2. The method of claim 1 , wherein said selected input sequence includes characters constituting wildcards and wherein said at least one validation condition comprises in the input sequence and a threshold for allowable wildcards when adding a sequence.
3. The method of claim 2 , wherein said at least one validation condition comprises a threshold for an allowable number of wildcards.
4. The method of claim 1 , wherein said at least one validation condition comprises a threshold for the number of characters in a character run in the input sequence.
5. The method of claim 1 , wherein said at least one validation condition comprises the presence of the highly conserved start sequence and a highly conserved end sequence in the input sequence.
6. The method of claim 1 , including the step of obtaining the at least one input sequence of step d) from an external database.
7. The method of claim 6 , wherein said external database is selected from the group of GenBank and TIGR.
8. The method of claim 6 , wherein said external database comprises GenBank.
9. The method of claim 1 including the step of performing selected biological identification techniques to identify the at least one selected input sequence and the step of adding the at least one input sequence of step d) from the input sequence identified by the selected biological identification techniques.
10. The method of claim 1 , comprising the step of identifying the selected input sequence as an invalid sequence if the input sequence fails to meet the at least one validation condition.

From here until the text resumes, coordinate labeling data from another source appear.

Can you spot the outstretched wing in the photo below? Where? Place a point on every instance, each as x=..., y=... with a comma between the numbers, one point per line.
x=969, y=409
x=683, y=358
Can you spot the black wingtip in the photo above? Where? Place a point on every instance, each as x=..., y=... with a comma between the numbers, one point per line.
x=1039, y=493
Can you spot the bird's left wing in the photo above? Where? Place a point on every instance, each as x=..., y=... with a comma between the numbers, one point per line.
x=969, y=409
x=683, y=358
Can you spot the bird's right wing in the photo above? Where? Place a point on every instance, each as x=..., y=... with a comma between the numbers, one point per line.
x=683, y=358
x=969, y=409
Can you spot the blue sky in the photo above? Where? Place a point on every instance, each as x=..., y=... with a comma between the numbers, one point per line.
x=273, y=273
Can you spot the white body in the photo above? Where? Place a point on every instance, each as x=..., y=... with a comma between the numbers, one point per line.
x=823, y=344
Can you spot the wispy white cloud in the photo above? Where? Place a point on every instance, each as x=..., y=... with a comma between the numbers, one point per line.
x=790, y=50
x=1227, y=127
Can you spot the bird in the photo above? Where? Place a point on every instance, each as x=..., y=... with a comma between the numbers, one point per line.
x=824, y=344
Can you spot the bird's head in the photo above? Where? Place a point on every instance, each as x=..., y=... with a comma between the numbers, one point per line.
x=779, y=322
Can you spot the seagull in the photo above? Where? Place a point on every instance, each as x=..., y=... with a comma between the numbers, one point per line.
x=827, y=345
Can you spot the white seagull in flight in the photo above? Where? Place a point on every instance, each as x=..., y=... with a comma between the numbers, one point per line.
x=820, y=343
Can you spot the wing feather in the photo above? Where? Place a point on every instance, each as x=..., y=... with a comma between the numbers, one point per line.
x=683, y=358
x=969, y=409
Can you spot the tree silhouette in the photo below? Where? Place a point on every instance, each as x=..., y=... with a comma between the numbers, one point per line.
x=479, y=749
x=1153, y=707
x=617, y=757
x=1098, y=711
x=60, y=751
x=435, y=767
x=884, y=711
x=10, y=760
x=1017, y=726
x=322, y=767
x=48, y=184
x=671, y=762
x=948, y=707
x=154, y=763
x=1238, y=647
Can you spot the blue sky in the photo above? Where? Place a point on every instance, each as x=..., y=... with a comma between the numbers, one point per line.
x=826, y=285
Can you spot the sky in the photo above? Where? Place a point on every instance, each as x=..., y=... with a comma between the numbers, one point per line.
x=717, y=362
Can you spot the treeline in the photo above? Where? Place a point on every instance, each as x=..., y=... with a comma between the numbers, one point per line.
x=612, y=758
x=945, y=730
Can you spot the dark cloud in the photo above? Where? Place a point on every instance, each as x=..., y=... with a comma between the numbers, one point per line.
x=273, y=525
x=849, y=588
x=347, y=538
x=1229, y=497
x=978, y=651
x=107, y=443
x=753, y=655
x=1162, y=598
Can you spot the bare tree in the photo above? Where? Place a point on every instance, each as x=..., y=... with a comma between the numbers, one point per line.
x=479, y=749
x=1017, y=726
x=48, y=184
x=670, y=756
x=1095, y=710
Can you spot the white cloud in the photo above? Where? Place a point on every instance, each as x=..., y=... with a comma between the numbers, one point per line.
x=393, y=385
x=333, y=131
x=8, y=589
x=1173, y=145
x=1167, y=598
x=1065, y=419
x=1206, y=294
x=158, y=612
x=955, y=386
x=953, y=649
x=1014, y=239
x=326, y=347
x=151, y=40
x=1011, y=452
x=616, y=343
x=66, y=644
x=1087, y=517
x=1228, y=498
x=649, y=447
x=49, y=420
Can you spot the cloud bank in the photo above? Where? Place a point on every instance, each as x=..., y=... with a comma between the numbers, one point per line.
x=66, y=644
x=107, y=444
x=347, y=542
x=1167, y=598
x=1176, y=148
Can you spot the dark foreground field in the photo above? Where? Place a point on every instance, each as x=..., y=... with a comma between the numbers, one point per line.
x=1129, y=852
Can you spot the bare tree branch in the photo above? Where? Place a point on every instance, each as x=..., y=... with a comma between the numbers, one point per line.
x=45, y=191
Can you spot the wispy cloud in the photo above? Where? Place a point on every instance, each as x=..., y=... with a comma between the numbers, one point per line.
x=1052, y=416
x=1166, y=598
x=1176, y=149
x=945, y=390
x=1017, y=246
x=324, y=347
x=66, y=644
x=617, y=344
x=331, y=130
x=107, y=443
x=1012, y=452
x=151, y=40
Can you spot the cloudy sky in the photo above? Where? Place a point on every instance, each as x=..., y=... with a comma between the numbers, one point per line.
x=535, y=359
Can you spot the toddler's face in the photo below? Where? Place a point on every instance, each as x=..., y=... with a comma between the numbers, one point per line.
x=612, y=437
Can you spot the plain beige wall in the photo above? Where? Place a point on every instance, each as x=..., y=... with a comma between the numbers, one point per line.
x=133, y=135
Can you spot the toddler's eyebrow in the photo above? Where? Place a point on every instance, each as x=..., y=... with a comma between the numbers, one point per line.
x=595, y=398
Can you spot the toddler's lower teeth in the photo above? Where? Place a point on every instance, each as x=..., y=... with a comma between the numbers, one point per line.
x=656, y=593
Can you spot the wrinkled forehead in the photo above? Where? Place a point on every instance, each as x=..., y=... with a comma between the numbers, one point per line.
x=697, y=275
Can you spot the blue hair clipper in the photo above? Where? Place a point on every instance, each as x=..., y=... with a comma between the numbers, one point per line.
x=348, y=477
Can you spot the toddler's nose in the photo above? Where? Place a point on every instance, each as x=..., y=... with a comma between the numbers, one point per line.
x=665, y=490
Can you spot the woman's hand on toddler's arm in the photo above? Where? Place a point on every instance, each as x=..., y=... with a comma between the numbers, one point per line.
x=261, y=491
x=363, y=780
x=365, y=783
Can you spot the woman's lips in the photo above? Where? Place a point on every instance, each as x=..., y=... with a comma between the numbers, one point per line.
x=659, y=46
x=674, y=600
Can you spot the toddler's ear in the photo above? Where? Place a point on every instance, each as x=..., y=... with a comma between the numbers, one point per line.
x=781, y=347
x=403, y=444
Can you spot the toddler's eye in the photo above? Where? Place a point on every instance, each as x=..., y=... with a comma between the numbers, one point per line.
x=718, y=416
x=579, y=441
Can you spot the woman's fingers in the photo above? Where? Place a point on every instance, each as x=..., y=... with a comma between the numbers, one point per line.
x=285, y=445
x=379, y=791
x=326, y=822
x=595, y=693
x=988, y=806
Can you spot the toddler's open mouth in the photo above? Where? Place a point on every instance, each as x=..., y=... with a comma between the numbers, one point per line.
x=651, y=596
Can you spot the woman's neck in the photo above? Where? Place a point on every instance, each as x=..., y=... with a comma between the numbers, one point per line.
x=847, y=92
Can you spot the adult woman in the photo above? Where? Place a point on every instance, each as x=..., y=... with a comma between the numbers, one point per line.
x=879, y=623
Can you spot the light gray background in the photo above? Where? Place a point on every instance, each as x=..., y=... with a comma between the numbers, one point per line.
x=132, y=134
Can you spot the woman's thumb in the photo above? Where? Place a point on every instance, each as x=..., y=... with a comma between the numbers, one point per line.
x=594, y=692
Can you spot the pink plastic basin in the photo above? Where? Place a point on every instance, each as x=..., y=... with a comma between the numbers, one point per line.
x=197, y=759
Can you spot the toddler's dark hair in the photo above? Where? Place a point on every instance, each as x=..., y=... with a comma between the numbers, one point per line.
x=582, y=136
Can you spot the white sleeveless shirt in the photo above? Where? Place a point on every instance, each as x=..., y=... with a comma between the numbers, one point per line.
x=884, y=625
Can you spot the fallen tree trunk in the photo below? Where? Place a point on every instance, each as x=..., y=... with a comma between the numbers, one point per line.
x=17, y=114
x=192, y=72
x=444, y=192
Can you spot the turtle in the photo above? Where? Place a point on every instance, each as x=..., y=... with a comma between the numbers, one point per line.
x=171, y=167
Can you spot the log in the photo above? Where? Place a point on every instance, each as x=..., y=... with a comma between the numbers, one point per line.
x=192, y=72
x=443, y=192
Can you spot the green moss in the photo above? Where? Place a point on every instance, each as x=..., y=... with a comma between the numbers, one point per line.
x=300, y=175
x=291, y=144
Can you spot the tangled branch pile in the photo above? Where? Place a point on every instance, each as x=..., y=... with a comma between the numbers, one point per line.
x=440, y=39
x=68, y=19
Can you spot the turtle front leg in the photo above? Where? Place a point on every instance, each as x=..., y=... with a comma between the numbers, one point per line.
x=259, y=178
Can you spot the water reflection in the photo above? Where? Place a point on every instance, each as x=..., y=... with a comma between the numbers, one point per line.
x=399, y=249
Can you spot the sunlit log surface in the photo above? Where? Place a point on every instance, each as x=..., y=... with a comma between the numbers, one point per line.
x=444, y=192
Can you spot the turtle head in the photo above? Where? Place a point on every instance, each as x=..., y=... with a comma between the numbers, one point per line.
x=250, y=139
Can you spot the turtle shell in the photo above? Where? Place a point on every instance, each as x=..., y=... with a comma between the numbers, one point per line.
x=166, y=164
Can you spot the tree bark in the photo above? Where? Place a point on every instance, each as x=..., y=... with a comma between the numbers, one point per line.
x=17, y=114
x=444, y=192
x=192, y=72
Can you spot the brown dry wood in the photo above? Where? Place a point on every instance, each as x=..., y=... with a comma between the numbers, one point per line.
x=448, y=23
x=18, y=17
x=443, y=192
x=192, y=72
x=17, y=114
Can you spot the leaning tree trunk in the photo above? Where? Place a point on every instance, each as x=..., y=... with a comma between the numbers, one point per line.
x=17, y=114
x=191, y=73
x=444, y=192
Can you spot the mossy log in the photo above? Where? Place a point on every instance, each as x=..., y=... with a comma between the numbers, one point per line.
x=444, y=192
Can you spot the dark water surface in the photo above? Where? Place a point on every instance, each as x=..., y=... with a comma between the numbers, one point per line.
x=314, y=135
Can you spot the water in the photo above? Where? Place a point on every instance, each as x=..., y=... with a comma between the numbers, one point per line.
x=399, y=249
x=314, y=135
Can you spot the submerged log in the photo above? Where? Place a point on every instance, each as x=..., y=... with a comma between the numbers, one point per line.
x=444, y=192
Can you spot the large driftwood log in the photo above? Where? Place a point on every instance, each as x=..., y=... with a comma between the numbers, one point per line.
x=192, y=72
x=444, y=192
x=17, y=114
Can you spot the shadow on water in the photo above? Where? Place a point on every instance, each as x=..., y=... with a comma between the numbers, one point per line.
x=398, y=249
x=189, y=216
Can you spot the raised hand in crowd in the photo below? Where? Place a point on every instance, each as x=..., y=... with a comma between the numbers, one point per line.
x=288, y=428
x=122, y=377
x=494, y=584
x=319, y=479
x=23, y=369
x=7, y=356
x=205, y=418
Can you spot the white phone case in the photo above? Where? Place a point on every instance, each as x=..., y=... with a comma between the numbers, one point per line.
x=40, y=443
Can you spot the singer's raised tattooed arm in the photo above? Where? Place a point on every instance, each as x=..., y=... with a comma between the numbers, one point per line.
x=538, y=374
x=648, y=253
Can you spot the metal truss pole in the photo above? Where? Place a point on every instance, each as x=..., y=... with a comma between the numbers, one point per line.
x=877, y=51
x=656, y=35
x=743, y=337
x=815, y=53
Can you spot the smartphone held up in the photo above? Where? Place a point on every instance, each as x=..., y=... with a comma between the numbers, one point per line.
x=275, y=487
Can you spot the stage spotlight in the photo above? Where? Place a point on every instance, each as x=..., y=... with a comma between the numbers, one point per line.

11. A method for generating a custom database of sequences comprising:
a) providing a first database of existing sequences;
b) comparing a selected isolated sequence to the existing sequences in the database;
c) identifying the isolated sequence as a new sequence if the isolated sequence is different from the existing sequences in the first database;
d) comparing the new sequence with an external database of sequences to identify the new sequence as an identified new sequence when the new sequence is the same as one of the sequences in the external database;
e) comparing the identified new sequence with selected validation criteria to determine whether the identified new sequence is a valid new sequence for the first database of sequences; and
f) updating the first database of sequences to include the identified new sequence if the identified new sequence is a valid new sequence.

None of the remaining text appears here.